20160809

A visita cruel do tempo chegou para ficar

Naquelas priscas eras pré-Aids, o Camisa de Vênus escandalizava já a partir do nome, então somente um anticoncepcional vendido com discrição em farmácias. Falar da banda significa lembrar de “bota pra f*”, a saudação que acompanhava seus shows. De como os baianos ridicularizavam o pop feito pelos bem-nascidos e comportados moços do eixo Rio-São Paulo em plena década de 1980. Do desbocado LP ao vivo lançado em 1986 com oito (de um total de 10) faixas censuradas. É com esse crédito de provocação, deboche e virulência que o grupo chega ao sexto disco de estúdio em 35 anos de carreira, Dançando na Lua.



O single que abre o álbum, “A Raça Mansa”, mostra que a velhice não amenizou a verve do vocalista Marcelo Nova. Estão lá a mordacidade, a acidez e a ironia à (re)conhecida hipocrisia brasileira. Na parte musical, idem. Impera o rock honesto, robusto, que dispensa penduricalhos e modismos para honrar as calças que veste. Tudo muito louvável, mas é justamente aí – no fato de, na essência, continuar o mesmo – que o Camisa de Vênus flerta perigosamente com a autoparódia. Não se trata de querer que a banda soe como nos primórdios, e sim de que sua produção atual desperte sensações que não a saudade de seus clássicos.

Para não dizer que não houve mudanças, da formação original permanecem apenas Nova e o baixista Robério Santana. Uma das guitarras é defendida por Drake, filho do vocalista. Mas, por melhores que possam ser, petardos como “O Estrondo do Silêncio” e a canção-título só conseguem remeter ao verso de “Lena” (1984): “Veja o que o tempo faz com as pessoas que não querem perder o gás”. Com uma extensa folha corrida de bons serviços prestados ao controverso rock nacional, o Camisa de Vênus está longe de perder esse gás. O chato é que hoje ele não faz mais efeito em quase ninguém.

Trilha estranha
Os anos 80 registraram a ressaca punk, as cores da new wave, o surgimento do rap, a grandilo­quên­cia do rock de arena. Por isso, sempre que algo se propõe a compilar os hits dessa época, esbarra no dilema: que onda da década irá enfocar? O seriado Stranger Things (Netflix) não esquenta a cabeça com esse detalhe e, fiel à diversidade do período, tece uma colcha de retalhos em sua trilha sonora.

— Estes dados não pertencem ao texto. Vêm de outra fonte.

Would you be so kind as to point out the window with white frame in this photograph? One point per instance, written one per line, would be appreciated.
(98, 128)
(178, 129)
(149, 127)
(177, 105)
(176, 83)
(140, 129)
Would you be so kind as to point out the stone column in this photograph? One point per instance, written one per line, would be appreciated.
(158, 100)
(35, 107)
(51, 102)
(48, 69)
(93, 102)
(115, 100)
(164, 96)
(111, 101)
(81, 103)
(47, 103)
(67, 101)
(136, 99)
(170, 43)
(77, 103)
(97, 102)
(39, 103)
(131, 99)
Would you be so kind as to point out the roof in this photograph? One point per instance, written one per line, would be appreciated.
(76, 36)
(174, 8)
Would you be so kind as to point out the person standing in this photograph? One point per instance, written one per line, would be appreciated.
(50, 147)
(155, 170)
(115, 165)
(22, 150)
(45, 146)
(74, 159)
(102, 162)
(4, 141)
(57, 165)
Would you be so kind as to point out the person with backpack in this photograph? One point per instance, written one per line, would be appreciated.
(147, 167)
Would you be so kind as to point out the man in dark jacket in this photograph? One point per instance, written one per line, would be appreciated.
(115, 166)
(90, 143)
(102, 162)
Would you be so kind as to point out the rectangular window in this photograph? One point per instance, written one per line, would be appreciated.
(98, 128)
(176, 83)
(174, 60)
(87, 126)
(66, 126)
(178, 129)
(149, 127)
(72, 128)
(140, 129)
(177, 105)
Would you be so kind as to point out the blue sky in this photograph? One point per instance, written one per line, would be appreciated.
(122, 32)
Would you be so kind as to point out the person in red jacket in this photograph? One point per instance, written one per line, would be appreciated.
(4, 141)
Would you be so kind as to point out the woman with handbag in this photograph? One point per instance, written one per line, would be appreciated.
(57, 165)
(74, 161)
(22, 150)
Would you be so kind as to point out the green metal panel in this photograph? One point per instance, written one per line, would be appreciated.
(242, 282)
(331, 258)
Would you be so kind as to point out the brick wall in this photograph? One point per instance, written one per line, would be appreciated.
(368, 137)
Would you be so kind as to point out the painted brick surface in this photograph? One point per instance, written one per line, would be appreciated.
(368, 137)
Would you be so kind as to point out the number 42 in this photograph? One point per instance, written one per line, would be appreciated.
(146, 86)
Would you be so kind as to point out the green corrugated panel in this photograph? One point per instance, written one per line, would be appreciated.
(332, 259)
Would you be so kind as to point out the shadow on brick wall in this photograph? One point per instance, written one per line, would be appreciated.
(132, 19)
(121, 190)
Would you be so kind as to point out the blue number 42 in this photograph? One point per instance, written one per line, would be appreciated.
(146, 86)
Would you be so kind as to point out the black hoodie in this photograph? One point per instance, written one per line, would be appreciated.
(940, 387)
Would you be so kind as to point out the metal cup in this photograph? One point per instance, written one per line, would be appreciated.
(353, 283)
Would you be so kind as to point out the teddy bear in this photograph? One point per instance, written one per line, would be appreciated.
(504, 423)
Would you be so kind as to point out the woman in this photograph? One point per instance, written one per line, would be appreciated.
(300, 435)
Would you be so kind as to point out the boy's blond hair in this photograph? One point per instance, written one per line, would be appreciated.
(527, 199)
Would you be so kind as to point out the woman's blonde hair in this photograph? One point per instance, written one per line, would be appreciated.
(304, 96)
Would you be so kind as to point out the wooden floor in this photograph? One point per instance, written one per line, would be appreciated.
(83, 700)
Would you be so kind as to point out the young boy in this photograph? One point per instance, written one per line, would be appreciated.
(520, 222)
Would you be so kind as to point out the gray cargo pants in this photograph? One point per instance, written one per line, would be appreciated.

Nela cabem de remanescentes hippies (Jefferson Airplane) a hits esquecíveis (Toto), passando por figuras carimbadas como Echo & The Bunnymen, Clash e o Joy Division do suicida Ian Curtis, entre outros.




 ANÇAMENTOS



Cachorro Grande, Electromod – A matilha gaúcha volta a latir sob os auspícios da produção esperta de Edu K (o mesmo de Costa do Marfim), disposta a se livrar do estigma de banda retrô. Nesse sentido, vale até tirar sarro de militantes de esquerda, como na faixa-título. Afinal nada mais moderno do que o conservadorismo da juventude.



Hellbenders, Peyote – O cerrado do Centro-Oeste não é o deserto californiano, mas a banda goiana não deixa nada a desejar ao stoner rock empoeirado, viscoso e nocivo das matrizes do gênero. São oito doses urgentes de pauleira condizentes com as propriedades mágicas do cacto que batiza o disco. Consuma sem moderação.